-
Create an endpoint to get the number of times user x listenned to artist y:
- user_id
- Number of listens
-
Create an endpoint to update the listens for artists y by user x:
- user_id
- Update of Number of listens
- Save dataset to csv tu use it back later
-
Create an endpoint for each user to get recommandations such as:
- Random artists: taking a sample of 5 artists
- Still unknown artists: taking a sample of 5 never listenned artists
- Artists that are similar to the ones already listenned
To build the docker image:
docker build -t kptncook-data-challenge .

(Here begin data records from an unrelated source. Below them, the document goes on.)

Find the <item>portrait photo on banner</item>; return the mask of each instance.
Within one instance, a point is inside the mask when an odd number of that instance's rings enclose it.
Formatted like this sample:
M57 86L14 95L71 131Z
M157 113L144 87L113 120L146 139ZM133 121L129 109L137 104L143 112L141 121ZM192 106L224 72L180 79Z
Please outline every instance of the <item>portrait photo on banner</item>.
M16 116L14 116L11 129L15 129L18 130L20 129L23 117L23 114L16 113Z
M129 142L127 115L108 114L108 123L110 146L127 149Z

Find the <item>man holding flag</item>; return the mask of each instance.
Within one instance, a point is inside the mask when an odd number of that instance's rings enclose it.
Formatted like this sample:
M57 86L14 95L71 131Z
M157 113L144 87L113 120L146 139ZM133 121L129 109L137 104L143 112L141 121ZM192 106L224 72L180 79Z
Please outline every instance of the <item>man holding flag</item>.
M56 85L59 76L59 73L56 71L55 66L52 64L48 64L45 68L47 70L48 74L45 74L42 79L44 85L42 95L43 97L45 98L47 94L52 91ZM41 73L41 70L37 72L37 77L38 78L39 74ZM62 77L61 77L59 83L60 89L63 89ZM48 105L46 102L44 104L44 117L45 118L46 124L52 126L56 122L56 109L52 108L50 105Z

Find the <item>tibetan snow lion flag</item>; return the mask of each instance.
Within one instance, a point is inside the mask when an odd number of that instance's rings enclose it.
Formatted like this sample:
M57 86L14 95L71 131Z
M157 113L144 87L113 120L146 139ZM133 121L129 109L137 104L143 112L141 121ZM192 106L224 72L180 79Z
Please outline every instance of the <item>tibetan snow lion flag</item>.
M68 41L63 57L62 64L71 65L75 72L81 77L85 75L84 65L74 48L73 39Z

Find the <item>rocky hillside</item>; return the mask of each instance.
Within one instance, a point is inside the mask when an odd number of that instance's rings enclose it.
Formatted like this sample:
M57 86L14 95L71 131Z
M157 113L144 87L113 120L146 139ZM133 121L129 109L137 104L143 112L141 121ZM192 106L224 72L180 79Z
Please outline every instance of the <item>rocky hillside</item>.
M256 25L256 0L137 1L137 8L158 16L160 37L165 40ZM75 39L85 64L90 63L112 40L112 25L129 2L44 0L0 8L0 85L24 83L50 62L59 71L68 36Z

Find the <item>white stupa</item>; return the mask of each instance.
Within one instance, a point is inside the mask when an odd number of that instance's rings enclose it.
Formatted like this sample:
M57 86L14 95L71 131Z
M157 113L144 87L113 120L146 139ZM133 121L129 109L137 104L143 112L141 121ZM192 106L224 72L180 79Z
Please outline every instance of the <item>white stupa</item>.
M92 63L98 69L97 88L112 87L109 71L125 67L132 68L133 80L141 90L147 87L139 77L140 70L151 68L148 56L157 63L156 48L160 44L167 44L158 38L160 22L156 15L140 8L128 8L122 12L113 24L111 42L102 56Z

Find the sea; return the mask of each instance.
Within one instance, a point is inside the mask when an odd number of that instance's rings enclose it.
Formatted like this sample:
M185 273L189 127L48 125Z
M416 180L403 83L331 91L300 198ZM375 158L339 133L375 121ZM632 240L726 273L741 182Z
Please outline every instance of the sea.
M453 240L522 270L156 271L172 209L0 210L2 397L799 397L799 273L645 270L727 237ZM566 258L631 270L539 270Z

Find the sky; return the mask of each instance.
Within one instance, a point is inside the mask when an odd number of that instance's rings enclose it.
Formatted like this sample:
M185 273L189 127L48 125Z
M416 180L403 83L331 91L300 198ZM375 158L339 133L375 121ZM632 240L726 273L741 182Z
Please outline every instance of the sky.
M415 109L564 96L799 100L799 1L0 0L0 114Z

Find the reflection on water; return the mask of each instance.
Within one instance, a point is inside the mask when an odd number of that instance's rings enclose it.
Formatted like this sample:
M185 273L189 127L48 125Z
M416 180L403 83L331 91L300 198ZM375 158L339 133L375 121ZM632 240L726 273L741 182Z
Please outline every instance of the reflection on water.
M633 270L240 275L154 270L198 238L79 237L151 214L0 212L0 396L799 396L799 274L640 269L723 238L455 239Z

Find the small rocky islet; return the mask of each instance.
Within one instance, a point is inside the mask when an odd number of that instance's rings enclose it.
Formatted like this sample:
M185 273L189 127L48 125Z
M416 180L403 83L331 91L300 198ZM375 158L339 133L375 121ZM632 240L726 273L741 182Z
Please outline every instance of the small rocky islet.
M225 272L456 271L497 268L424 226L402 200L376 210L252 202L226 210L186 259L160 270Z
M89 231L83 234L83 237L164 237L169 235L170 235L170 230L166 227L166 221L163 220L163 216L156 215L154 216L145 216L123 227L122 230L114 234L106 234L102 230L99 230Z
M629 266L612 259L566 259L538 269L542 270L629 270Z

To check vulnerabilities from docker image:
docker scan kptncook-data-challenge
To run the docker image:
docker run -d --name kptncook-data-challenge_container -p 80:80 kptncook-data-challenge
out: 176b0cb9897582f3c923fd3c179cb700415762ddc96e081176adb726a3a681e5
Commands to run after a code update
docker stop kptncook-data-challenge_container
docker rm kptncook-data-challenge_container
docker build -t kptncook-data-challenge .
docker run -d --name kptncook-data-challenge_container -p 80:80 kptncook-data-challenge
or simply execute run_docker.bat
To access api : http://localhost
To see the doc: http://127.0.0.1/docs
To recommend similar artists to the ones already listenned, here are the steps:
- 5 already listenned artist are selected (knwon artists)
- corrwith() Pandas' function is used to find each 5 previous selected most similar artist, based on a correlation rank.
corrwith() allows us to choose among 3 different correlation ranks : pearson, kendall, spearman.
If no method is precised, corrwith uses Pearson coefficient which works as follows:
Pearson correlation coefficient value | Strength | Direction |
---|---|---|
Greater than .5 | Strong | Positive |
Between .3 and .5 | Moderate | Positive |
Between 0 and .3 | Weak | Positive |
0 | None | None |
Between 0 and –.3 | Weak | Negative |
Between –.3 and –.5 | Moderate | Negative |
Less than –.5 | Strong | Negative |
In the results, mosts of recommendations are between 0 and .3. It shows a weak correlation, however not null.
After some tries with the other 2 ranking method, results appears to be sensitively the same.One hypothesis is that users of this dataset have not listened to enough music, which makes ranking coefficients less effective.